Nun ja meine Lieben, eigentlich wollte ich, dass es wie eine Geschichte aussieht und niemand bemerkt, dass ich eine Hauptperson in dieser Geschichte bin. Dies habe ich so ziemlich nicht erfüllt. Subjektive Gefühle liesen dies nicht zu.
Es liess mir lange keine Ruhe, auch jetzt wenn ich schreibe, laufen mir ein paar Tränen über mein Gesicht. „Es wird alles gut“, ist ein Satz welcher ich wie die Pest hasse. Dies ist so schnell gesagt und bedeutet den meisten Menschen einfach nichts. So nebenbei sagen, dass man was gesagt hat. Es muss unvorstellbar sein, wenn man 20 Jahre zum Beispiel verheiratet ist und der Partner stirbt. Das ist dann so was von pervers, wenn man dem leidenden Menschen einfach ein „es wird alles gut“ hinwirft. Schickt doch gleich eine Postkarte.

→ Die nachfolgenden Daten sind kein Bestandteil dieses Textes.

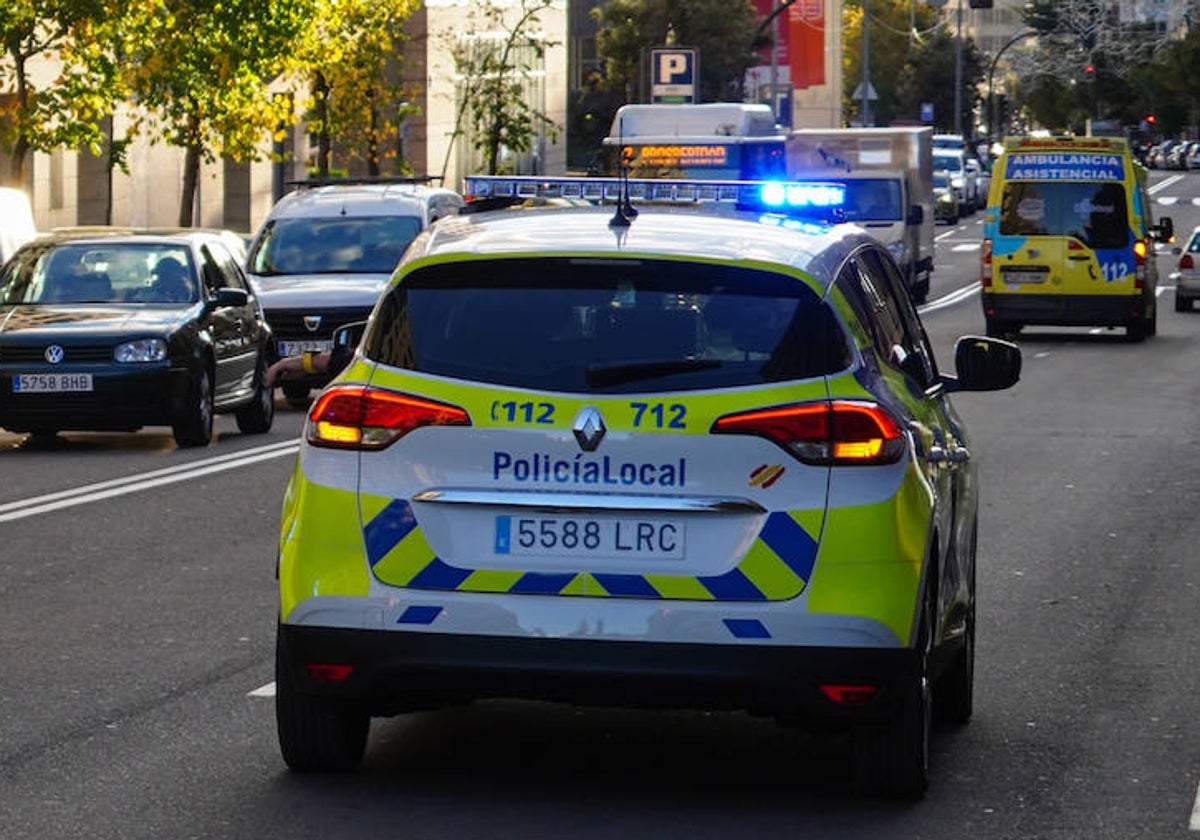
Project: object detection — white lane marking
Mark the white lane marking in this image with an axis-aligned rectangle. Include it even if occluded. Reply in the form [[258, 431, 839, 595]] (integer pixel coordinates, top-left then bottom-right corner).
[[0, 440, 300, 522], [246, 682, 275, 697], [917, 281, 980, 314], [1147, 174, 1183, 196]]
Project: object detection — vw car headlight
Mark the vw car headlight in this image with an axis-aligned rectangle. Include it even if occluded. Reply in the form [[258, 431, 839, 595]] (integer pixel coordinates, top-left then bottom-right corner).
[[114, 338, 167, 362]]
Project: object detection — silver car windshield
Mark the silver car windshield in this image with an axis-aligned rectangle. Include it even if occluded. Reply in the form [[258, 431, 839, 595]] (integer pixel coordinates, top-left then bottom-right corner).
[[247, 216, 421, 276]]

Er begann Suizid mit seiner Armeepistole. Diese hatte ich in der Hand, als er mir sie zeigte. Dies tat er in der Badwanne. Dort stand ich drin. Also kann ich mir alles ziemlich genau vorstellen. Dies tat alles so verdammt weh. Mit einem solchen Gewissen musste ich an meine LAP. Auch an die Beerdigung ging ich. Meine Freundin kam mit. An der Beerdigung kam ein Lied von Alanis Morisette mit Ironic. Es war eine seiner Lieblingsmusik. Auf dem Altar stand seine Urne... . Nach der Beerdigung weinte ich eine geschlagene Stunde in den Armen meiner Freundin. 1 Monat später war ich mit Militärdienst dran und war ein Jahr unter der Woche alleine. Dabei hätte ich mir nur gewünscht, dass jemand da wäre wo mich in seinen Arm nimmt und sagt; „DU BIST NICHT ALLEINE, FÜHLST DU ES NICHT, ICH HALTE DICH.“ Ich war abgeschottet von allen, immer alleine am Abend und diese verdammten Gefühlen kamen immer dann. 3 Monate später hielt ich die gleiche Pistole, mit welcher er sich erschossen hatte, in der Hand und sollte perverser Weise auf eine Scheibe mit einem Mann zielen. Ja dies tat doppelt so gut wie die alleinige Abende. Mein Militär hielt ich durch. Ohne gross aufzufallen oder keine Kräfte mehr zu haben. Nur einmal kamen die Gefühle über mich und ich musste weinen,- vor einem Oberst der mir mitteilte, dass ich nicht in die Offiziersschule durfte. Ich wollte ihn zusammenscheisse und mich verteidigen, dies ging gründlich schief. Den ein Gedanken der plötzlich da war, war; „ja du schaffst es einem Menschen einen Ruck zugeben, damit er sich umbringt, aber du schaffst es nicht mal dich zu beweisen, wie schlecht bist du eigentlich.“ Dies konnte ich mir nie verzeihen. Sich schwach zu zeigen ist nicht gut. Man zeigt sich verletzlich und bevor du es siehst hast du ein Messer im Rücken. Alanis Morissette`s Lied mit Ironic, hörte, hörte ich Stundenweise. Nur diese Lied. Ja dies ist eine meiner weniger schönen Geschichten. Ich erzähle sie heute, da er heute 32 Jahre alt geworden. Happy Birthday. L
Die Hälfte meines Geburtstags wie wir damals herausgefunden haben. Vor 4 Jahren, waren 1.5 Monate die schönste Zeit meines Lebens. Ich danke dir von ganzem Herzen.
In Gedenken an einen geliebten Menschen. 7.2.1979-6.6.2007.
Ich hätte diese herzzerreissende Tragödie besser nicht gelesen. Jetzt bin ich ganz traurig.